Although care is taken when processing and analysing the data, the details are subject to inaccuracies inherent in any large-scale case management system and are the best data that are available. Data include appeals cleared with and without a Tribunal hearing.

Waiting times are calculated from receipt of an appeal to its final disposal. An appeal is not necessarily disposed of at its first hearing. The final disposal decision on the appeal may be reached after an earlier hearing had been adjourned (which may be directed by the judge for a variety of reasons, such as to seek further evidence), or after an earlier hearing date had been postponed (again, for a variety of reasons, often at the request of the appellant). An appeal may also have been decided at an earlier date by the First-tier Tribunal, only for the case to have gone on to the Upper Tribunal, to be returned once again to the First-tier, for its final disposal.

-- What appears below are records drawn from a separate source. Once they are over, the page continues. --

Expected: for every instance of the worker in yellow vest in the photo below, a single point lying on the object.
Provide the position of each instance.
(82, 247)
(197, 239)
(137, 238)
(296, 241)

HMCTS recognises it is important for appeals to be heard as quickly as possible, and is in the process of recruiting more judicial office holders to the SSCS jurisdiction in order to increase capacity and help to reduce waiting times for appellants. In 2018, 118 specialist members were appointed and trained to the jurisdiction, and an extra 129 fee-paid judges were appointed in 2019. The jurisdiction will also benefit from 114 salaried judges and 170 fee-paid judges being recruited across tribunals more widely.